Brigitte Jobin avait rassemblé tout son courage, jeudi matin. Une fois de plus, elle ferait face à son bourreau, dans une salle d’audience du palais de justice de Montréal.

Une fois de plus, elle se retrouverait dans la même pièce que cet ancien combattant d’arts martiaux mixtes, un homme tout en muscles, manipulateur et contrôlant, qui l’a battue pendant des mois, qui l’a violée à la pointe d’un couteau, qui lui a brisé des côtes, qui l’a étranglée au point de lui faire perdre connaissance, qui l’a forcée à tatouer son nom sur sa peau, comme pour la marquer, comme si elle lui appartenait.

Même si cet homme-là croupit en prison depuis cinq ans, Brigitte Jobin en a toujours terriblement peur.

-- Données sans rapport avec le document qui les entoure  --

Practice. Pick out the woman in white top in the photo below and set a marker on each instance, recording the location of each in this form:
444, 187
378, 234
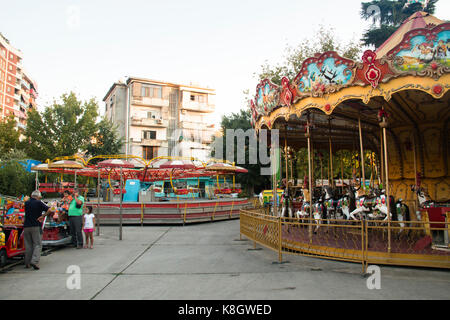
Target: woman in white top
89, 226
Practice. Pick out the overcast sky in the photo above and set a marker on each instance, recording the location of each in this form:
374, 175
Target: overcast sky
85, 46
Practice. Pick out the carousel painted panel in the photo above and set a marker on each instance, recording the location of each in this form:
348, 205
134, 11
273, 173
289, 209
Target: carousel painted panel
267, 97
325, 74
394, 159
423, 50
433, 152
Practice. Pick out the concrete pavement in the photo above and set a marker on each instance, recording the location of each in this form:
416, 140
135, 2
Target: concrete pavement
206, 261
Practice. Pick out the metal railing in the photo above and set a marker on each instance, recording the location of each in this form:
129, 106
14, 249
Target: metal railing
408, 243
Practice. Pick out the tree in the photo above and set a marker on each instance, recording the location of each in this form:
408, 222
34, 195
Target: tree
9, 136
390, 16
324, 40
63, 129
252, 180
105, 140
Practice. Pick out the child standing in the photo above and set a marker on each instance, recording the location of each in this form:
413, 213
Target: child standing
89, 226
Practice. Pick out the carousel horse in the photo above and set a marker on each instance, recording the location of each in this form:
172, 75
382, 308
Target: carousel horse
318, 208
423, 197
286, 203
304, 210
365, 203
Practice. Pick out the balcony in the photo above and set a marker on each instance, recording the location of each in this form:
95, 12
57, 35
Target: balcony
147, 142
147, 122
199, 107
147, 101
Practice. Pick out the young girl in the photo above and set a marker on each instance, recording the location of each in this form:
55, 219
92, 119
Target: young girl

Ça se comprend. Et pourtant, quand elle l’a vu entrer dans la salle d’audience, elle s’est retenue pour ne pas… éclater de rire. « Il est arrivé en cour avec des grosses lunettes à la Elton John. Je n’y croyais pas du tout ! »

C’est que, voyez-vous, Jody Matthew Burke veut éviter que le Tribunal lui colle une étiquette de délinquant dangereux.

Il semble prêt à tout pour éviter de recevoir une peine à durée indéterminée, l’une des plus sévères du Code criminel, réclamée par la Couronne.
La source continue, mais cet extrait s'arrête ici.